In the instant case, the plaintiff makes no mention of the SPD nor does he allege a conflict between the plan and SPD in his amended complaint. Instead, the plaintiff asserts a litany of reasons why the Court should not enforce the 18-month notice requirement, all of which the Court finds both unpersuasive and wholly unsupported by legal authority. The Court acknowledges the fact that ultimately Marsh was determined to have a Social Security disability at or within 60 days from his termination. However, that determination did not occur until more than 36 months after his termination. Finding no legal basis on which to diverge from strict enforcement of the 18-month statutory notice requirement, the Court must dismiss the plaintiff's claim.

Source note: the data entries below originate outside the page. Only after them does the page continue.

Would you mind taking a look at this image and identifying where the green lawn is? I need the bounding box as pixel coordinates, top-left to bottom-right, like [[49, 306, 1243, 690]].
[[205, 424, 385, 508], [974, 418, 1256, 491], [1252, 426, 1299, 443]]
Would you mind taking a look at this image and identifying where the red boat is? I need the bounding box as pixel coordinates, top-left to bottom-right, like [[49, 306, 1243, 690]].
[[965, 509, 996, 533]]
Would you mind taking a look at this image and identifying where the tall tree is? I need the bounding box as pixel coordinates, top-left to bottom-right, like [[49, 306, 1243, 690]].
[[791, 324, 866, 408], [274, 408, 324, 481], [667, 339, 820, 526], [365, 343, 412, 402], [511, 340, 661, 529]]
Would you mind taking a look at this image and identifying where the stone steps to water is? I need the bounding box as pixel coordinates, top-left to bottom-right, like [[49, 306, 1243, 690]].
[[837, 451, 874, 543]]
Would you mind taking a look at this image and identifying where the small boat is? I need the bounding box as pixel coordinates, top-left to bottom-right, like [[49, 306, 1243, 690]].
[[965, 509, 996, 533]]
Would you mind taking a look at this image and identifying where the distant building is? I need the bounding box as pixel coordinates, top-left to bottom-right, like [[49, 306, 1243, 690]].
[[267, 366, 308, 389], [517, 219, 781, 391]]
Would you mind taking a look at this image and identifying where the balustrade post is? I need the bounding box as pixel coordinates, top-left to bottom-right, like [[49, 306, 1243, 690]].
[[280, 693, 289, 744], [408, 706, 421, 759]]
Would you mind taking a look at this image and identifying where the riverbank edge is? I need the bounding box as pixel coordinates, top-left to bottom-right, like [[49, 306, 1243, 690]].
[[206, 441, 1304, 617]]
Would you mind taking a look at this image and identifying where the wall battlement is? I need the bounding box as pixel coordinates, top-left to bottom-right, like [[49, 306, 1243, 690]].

B. Breach of Fiduciary Duty Claim
In his second cause of action, Marsh alleges that the defendant's failure to extend coverage to himself and to all other persons similarly situated constituted a breach of fiduciary duty. The defendant argues that as a former employee who has failed to state a claim for ERISA *1047 benefits (e.g., COBRA continuation coverage), Marsh has no standing to bring a breach of fiduciary duty claim on behalf of the plan. The Court agrees. Because the plaintiff has no colorable claim to vested benefits in the form of an 11-month disability extension of COBRA continuation coverage, he has no standing to pursue his second claim of breach of fiduciary duty. Adamson v. Armco, 44. F.3d 650, 654 (1995). Accordingly, the Court will grant the defendant's motion to dismiss this claim.
IT IS HEREBY ORDERED that the defendant's motion to dismiss (Filing No. 18) the amended complaint is granted.
NOTES
[1] Parallel citations to the Internal Revenue Code and Public Health Code are omitted from this memorandum.